Это обращение к миссис Мигльс было военной хитростью: миссис Гоуэн хотела завлечь достойную леди в спор, поссориться с ней и победить ее. Но мистер Мигльс помешал исполнению этого плана.
– Мать, – сказал он, – ты неопытна и непривычна к спорам, душа моя. Прошу тебя, не вмешивайся!.. Полноте, миссис Гоуэн, полноте; постараемся рассуждать здраво, без злобы, честно. Не горюйте о Генри, и я не буду горевать о Милочке. Не будем односторонни, сударыня: это нехорошо, это негуманно.

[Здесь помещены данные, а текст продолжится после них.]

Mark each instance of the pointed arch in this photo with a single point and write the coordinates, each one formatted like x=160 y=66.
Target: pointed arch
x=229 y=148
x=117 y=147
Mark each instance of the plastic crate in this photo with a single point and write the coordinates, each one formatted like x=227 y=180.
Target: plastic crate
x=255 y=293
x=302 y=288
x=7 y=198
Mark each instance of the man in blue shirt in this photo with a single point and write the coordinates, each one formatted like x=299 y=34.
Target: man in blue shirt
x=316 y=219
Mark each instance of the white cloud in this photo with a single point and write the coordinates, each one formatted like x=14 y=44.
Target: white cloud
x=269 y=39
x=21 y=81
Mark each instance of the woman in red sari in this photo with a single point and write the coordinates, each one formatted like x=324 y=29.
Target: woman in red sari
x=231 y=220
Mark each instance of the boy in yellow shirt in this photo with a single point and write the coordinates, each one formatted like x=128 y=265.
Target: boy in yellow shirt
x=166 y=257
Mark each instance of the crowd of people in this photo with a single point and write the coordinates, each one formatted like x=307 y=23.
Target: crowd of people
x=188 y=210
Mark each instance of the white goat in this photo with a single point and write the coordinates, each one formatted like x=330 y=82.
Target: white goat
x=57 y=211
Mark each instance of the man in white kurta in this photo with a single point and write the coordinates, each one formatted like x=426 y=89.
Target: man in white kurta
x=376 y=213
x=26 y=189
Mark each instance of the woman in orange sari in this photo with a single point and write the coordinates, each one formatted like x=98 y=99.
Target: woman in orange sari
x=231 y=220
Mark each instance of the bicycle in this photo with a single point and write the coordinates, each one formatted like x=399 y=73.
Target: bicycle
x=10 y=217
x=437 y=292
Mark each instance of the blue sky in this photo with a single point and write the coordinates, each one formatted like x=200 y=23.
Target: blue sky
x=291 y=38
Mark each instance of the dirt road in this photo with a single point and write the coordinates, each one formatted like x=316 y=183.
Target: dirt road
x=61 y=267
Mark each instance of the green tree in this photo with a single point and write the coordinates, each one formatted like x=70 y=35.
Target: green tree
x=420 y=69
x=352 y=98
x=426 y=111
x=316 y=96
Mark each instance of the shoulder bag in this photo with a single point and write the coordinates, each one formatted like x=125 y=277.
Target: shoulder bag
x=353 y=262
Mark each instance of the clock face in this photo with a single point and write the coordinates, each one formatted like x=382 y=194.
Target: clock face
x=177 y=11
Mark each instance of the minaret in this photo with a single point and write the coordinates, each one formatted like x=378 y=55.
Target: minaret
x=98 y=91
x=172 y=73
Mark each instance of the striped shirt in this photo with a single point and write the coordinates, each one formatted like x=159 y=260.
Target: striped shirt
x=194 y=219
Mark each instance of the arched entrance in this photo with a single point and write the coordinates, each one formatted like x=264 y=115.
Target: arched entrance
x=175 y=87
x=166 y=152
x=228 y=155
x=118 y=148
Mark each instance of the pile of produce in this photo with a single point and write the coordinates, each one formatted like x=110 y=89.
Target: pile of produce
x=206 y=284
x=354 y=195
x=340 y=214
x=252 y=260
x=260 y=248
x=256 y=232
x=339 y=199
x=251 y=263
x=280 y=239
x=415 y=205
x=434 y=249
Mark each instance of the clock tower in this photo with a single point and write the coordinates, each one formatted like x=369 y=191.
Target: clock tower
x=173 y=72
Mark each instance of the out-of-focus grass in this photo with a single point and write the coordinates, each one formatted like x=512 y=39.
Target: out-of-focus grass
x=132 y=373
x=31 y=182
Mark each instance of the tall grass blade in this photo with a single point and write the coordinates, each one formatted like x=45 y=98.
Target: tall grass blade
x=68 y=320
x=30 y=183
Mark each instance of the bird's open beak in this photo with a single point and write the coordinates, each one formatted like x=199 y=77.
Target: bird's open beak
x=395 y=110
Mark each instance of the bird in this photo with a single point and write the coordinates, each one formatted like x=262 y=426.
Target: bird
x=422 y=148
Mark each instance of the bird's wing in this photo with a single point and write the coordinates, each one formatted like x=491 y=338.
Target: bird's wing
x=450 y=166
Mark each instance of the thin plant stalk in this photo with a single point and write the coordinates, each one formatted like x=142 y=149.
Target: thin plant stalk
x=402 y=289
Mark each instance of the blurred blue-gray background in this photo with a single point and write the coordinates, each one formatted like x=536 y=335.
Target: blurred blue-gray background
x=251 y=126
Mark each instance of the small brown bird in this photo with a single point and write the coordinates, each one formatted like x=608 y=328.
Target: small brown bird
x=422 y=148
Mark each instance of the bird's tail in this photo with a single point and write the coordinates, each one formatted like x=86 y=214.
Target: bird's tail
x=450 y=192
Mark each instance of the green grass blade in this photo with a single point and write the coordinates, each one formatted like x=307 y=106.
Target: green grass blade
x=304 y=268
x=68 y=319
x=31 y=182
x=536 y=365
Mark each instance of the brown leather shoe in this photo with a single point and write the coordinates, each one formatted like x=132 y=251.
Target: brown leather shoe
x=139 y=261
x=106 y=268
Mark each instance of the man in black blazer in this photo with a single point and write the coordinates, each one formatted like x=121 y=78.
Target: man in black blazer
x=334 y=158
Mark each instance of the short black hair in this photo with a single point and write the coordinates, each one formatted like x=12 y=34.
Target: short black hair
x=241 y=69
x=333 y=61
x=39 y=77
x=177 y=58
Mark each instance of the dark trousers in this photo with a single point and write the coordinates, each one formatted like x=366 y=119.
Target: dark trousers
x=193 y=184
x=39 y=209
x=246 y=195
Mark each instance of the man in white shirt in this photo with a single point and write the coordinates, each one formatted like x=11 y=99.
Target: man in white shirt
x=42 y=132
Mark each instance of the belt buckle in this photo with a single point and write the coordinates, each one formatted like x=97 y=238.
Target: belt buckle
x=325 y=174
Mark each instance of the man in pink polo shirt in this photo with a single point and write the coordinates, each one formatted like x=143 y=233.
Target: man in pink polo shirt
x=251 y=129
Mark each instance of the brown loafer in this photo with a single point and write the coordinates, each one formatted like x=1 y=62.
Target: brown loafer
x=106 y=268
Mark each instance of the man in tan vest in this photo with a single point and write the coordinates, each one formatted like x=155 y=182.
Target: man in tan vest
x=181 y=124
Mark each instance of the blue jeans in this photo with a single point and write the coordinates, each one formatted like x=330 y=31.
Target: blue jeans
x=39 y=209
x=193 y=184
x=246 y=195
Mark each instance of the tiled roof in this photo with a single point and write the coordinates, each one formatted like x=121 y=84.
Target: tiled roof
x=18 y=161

Не будем выражать надежду, что Милочка сделает Генри счастливым или даже, что Генри сделает Милочку счастливой. – Мистер Мигльс сам далеко не выглядел счастливым, говоря это. – Будем надеяться, что оба они сделают счастливыми друг друга.
– Ну конечно, и довольно об этом, отец, – сказала добродушная и мягкосердечная миссис Мигльс.
– Нет, мать, – возразил мистер Мигльс, – не довольно. Я не могу остановиться на этом. Я должен прибавить еще несколько слов. Миссис Гоуэн, надеюсь, я не особенно обидчив, не выгляжу особенно обидчивым?
– Ничуть, – с пафосом заметила миссис Гоуэн, покачивая головой и большим зеленым веером.
– Благодарю вас, сударыня, очень рад слышать. Тем не менее я чувствую себя несколько… не хочу употреблять резкого выражения… скажу – задетым, – ответил мистер Мигльс чистосердечным, сдержанным и примирительным тоном.
– Говорите что угодно, – сказала миссис Гоуэн, – мне решительно все равно.
– Нет-нет, не говорите этого, – возразил мистер Мигльс, – это не дружеский ответ. Я чувствую себя задетым, когда слышу рассуждения о каких-то последствиях, которые должно было предвидеть, о том, что теперь уж поздно, и тому подобное.
– Чувствуете себя задетым, папа Мигльс? – спросила миссис Гоуэн. – Не удивляюсь этому.
– Ну, сударыня, – отозвался мистер Мигльс, – я надеялся, что вы по крайней мере удивитесь, потому что задевать умышленно за такие деликатные струны невеликодушно.